We pay pretty close attention to the API-Craft meetup, a meetup group for ”people who design and build and test APIs,” organized by Emmanuel Paraskakis (@manp), with meetings and hackathons almost every month in San Francisco, CA. It’s been going on since 2013, and it’s been high quality all along. We blogged about one meeting, “Real Time APIs and Big Business APIs,” last year.
Topics for the meetups generally include: API Design, the API development process, future directions, business issues, and unabashed API evangelism.
Naturally, we attended the June monthly meeting, off 9th street in San Francisco. There were approximately 25 people listening to three different presenters while eating pizza and drinking beer. Questions were mostly technical, but sometimes covered business (“How does Capital One measure its investment in API development?”) and politics (“How does the Open API Initiative guard against undue corporate influence?”).
Vukovic talked about the “Future of API Management,” covering in detail some of the main strengths of the Oracle API Product for users. He emphasized how it is fully integrated with Apiary and used Postman to work through a smooth demo.
As he stated, if you’re an API vendor, you better use your API to do the demo, otherwise it’s just not real. Vukovic emphasized simplicity in focus and design, quoting Steve Jobs. He said “Focus on what you work on, are you the Sun or the Planet?”
Dave Goldberg – Director, API Products, Capital One (@davidgoldberg)
Goldberg talked at length about the challenges and opportunities of API tooling in a distributed enterprise environment. He stated emphatically that “Banks are changing,” and talked about even with Capital One’s early focus on monetizing APIs, it is still heavily experimental in nature with many on-going challenges. Capital One has built a full lifecycle tool internally that allows them to manage APIs. This is extremely useful for API tooling in a distributed enterprise environment.
They decided early on to bet on Swagger, and they are a part of the Open API Initiative.
I was impressed by Goldberg’s openness in stating that it was an evolving process with many challenges. I asked how API development is measured on the business side. He said they “won’t be the Twilio of banking tomorrow,” that it is just not realistic. Capital One is moving toward APIs that are revenue drivers for the company. But that understanding the scale of the company is important: Capital One is in the billions in sales, so small products on the level of even tens of millions in annual sales are virtually meaningless. The best way is to increase sales is to focus on improving current products by, say, 1% and you will make a real difference on the bottom line.“ We believe ultimately that the entire business becomes a platform.”
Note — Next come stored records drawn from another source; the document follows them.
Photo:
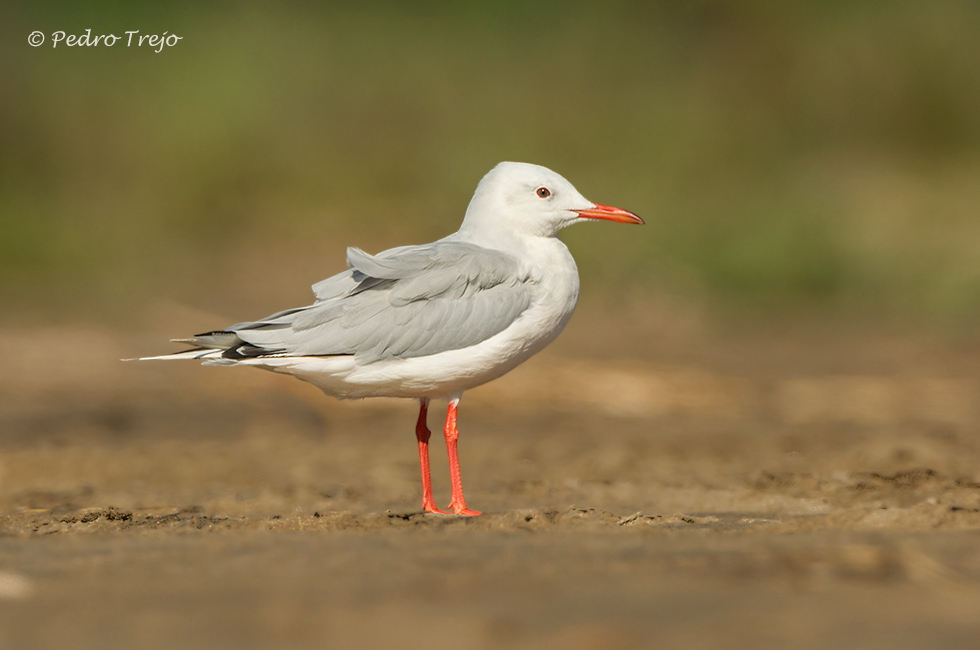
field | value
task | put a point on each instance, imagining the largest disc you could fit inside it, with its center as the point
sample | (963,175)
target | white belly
(449,373)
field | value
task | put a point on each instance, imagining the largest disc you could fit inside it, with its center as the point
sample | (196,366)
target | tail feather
(196,353)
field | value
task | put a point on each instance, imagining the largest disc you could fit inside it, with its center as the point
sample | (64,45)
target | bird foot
(461,509)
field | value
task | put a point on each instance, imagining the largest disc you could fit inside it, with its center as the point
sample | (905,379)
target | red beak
(610,213)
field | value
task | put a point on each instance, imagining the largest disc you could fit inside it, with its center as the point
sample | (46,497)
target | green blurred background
(784,154)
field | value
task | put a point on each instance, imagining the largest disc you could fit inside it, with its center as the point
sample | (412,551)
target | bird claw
(461,509)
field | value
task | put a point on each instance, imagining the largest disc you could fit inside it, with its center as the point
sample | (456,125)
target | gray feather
(405,302)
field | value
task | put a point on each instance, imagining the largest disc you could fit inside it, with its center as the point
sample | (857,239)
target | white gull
(434,320)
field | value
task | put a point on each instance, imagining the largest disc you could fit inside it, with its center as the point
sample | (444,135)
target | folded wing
(405,302)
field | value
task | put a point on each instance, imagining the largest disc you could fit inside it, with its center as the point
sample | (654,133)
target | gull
(433,320)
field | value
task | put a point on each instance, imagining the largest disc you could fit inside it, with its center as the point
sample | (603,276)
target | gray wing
(406,302)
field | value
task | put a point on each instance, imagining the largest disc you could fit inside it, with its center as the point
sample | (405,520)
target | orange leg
(422,433)
(458,503)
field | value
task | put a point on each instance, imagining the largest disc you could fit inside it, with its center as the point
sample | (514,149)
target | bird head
(530,200)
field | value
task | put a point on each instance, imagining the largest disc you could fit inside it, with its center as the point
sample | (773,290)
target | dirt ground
(797,485)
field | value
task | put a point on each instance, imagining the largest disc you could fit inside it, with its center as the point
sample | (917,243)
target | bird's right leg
(422,433)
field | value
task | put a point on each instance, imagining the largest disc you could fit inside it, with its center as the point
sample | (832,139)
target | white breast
(555,294)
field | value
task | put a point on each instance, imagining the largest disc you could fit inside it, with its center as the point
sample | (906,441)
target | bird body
(433,320)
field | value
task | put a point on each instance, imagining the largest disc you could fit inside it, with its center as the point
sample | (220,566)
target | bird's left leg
(422,433)
(458,504)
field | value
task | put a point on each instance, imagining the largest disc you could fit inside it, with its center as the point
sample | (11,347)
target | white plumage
(434,320)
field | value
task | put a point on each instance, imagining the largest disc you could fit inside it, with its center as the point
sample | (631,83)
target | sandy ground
(798,487)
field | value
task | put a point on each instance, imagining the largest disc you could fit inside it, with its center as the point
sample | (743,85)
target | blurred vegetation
(782,153)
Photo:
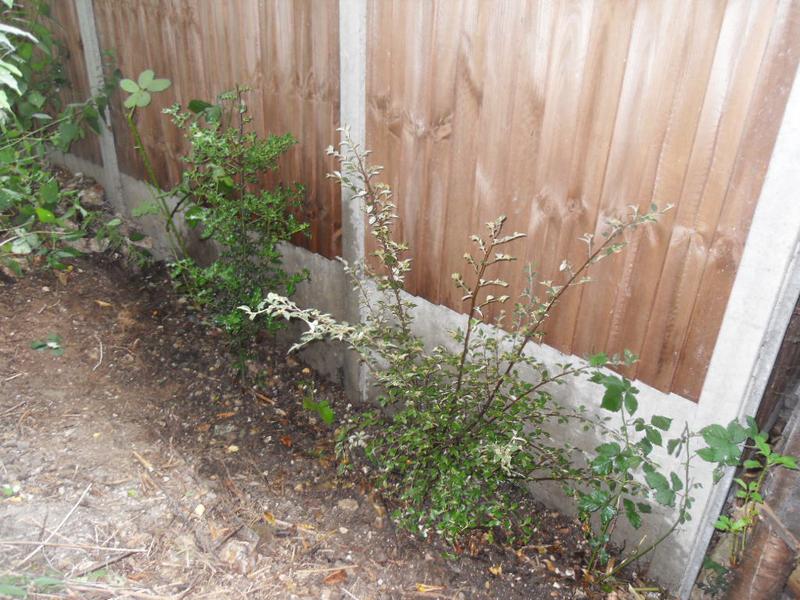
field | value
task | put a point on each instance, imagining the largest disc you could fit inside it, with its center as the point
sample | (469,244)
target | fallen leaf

Ron Ratovsky – Swagger Developer Evangelist, SmartBear Software (@webron)
The Open API Initiative is currently working in the next version of the OpenAPI Specification formerly known as Swagger. Ratovsky was introduced as “the soul of the Swagger specification”, and he covered upcoming features in OpenAPI 3.0.
When is OpenAPI 3.0 coming out? They were aiming for mid-summer (end of July) but Ratovsky said that will not happen since there were so many feature requests.
They are reworking Parameters:
Schema, Cookie Parameters, Parameter Deprecation, Examples, Body Parameters (won’t be a parameter type)
And Considerations: Must be… Pragmatic, Consistent, DRY, Flexible… It just works, it’s not going to break.
Structure is changing since currently there are too many definitions at the top of the spec: Reuse, Simplified Similar Responses, Changes to Host, Version Identifier
Upcoming topics include: Hypermedia Support, Full JSON Schema Support, RFC 6570/Path Tempting Support
And some possible Additional topics include: Unique Path Identification, Content Negotiation Support, Security Definitions, Additional Protocol Support
There was concern expressed about maintaining neutrality. “How can you protect the spec from the major corporations?”
He responded: “We are individuals who are working on the spec. No one is from Google, for example, even though they’re a member. Google is invested in pushing the spec as a standard. They were a part of the voting for the TOC, like everyone else is. But ultimately, we won’t make everyone happy.”
Finally, Ratovsky asked anyone interested to please come in and give comments and request features. Since the Open API Initiative is a small team and they are dealing with “many many issues,” any help is appreciated. He said “It really is a community effort!”